Un día más. Esta vez no me levanté. Decidí quedarme en la cama. Que las chicas me atiendan como si estuviera enfermo: sopita con galletita de agua, algún cafecito, la radio, el libro de Paul Auster que me regalaron ellas para mi cumpleaños. Santa solución. No fui a laburar, pero al atardecer me levanté, me pegué una ducha, y salí rumbo al Café Cortázar.

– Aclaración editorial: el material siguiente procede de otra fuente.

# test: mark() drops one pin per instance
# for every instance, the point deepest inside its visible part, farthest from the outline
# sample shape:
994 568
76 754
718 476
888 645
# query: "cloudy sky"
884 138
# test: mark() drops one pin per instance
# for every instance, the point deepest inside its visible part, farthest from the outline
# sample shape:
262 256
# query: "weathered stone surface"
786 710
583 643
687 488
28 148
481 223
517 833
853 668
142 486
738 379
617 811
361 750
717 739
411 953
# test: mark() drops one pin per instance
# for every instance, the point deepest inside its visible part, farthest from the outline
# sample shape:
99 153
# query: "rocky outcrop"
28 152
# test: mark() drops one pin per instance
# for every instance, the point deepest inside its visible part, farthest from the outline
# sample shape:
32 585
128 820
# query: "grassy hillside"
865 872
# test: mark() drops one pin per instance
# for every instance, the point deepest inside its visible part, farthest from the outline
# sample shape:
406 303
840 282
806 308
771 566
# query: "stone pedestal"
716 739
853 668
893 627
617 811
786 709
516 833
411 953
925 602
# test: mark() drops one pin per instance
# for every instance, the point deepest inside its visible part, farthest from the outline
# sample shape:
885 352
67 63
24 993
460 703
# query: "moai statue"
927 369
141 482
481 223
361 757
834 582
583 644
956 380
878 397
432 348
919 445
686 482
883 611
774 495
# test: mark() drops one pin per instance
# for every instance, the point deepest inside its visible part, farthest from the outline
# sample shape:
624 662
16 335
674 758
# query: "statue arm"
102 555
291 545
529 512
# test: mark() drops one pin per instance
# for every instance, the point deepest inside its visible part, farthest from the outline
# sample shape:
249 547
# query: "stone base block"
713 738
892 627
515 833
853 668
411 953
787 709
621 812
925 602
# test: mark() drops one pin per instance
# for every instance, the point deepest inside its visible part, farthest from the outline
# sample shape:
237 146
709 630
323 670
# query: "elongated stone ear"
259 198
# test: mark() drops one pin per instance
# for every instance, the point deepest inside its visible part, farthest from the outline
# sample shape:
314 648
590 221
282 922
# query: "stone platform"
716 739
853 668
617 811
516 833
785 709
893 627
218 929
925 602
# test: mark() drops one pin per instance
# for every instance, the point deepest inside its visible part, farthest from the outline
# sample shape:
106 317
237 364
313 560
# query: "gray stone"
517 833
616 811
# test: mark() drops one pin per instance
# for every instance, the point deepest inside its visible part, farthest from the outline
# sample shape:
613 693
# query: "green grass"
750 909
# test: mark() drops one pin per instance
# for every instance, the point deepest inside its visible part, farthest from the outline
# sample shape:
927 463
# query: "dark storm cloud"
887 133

Llegué a la esquina con un alivio sin precedentes. Nada era igual a los días anteriores. Entré al Cortázar y estaban los muchachos. Los ví de espaldas. Mientras caminaba hacia la mesa, se me ocurrió pedirle un cortado a Camila. La busqué con la vista. Tenía un barbijo que le cubría su dulce rostro.  Llegué hasta mi silla. Celio Raiter se negó a darme la mano, y el pibe Marquitos, con una tristeza en los ojos, me preguntó si conocía a alguien del mercado negro que esté vendiendo barbijos y antivirales. Está todo agotado, aclaró, por esta gripe puta. Raiter acotó: falta información, hasta dónde podemos creer si esto es grave o no. Es una pesadilla, dijo Marquitos, no vas a creer, Raúl, ¿te acordás de Carla, la petisita? Sí, le dije, ¿por fin saliste con ella? Algo así, dijo Marquitos, estuvimos a punto de besarnos, pero un barbijo se interpuso en nuestro camino, lo mejor es esperar, dijo ella. ¡Estamos al horno! gritó Raiter, no podremos vivir, che. Mirá si zafamos del descenso, no podremos abrazarnos para festejar. Mirá estos pibes, después nos quejamos que ya no hay parejas, que no hay compromiso. ¿Qué es esto, el fin del mundo? Tranquilos muchachos, dije intentando que todo vuelva a la normalidad en nuestra charla, y agregué con entusiasmo medido: mientras tengamos el barcito para encontrarnos y ver pasar la vida, está todo bien.

Se acercó Camila con mi cortado. Me conoce, me dejó el azúcar de siempre, el vasito con soda, y el pocillo del cual salía un humo que expandía el inobjetable sabor del café que sirven en el Cortázar con pasión. Antes de retirarse me dijo: mañana cerramos hasta nuevo aviso. Miré a los muchachos y les comenté lo que me dijo el otro día el negro Maidana: no te hagás problema por nada, el dos mil doce está cerca. Y saqué el tema de los aviones que se están cayendo.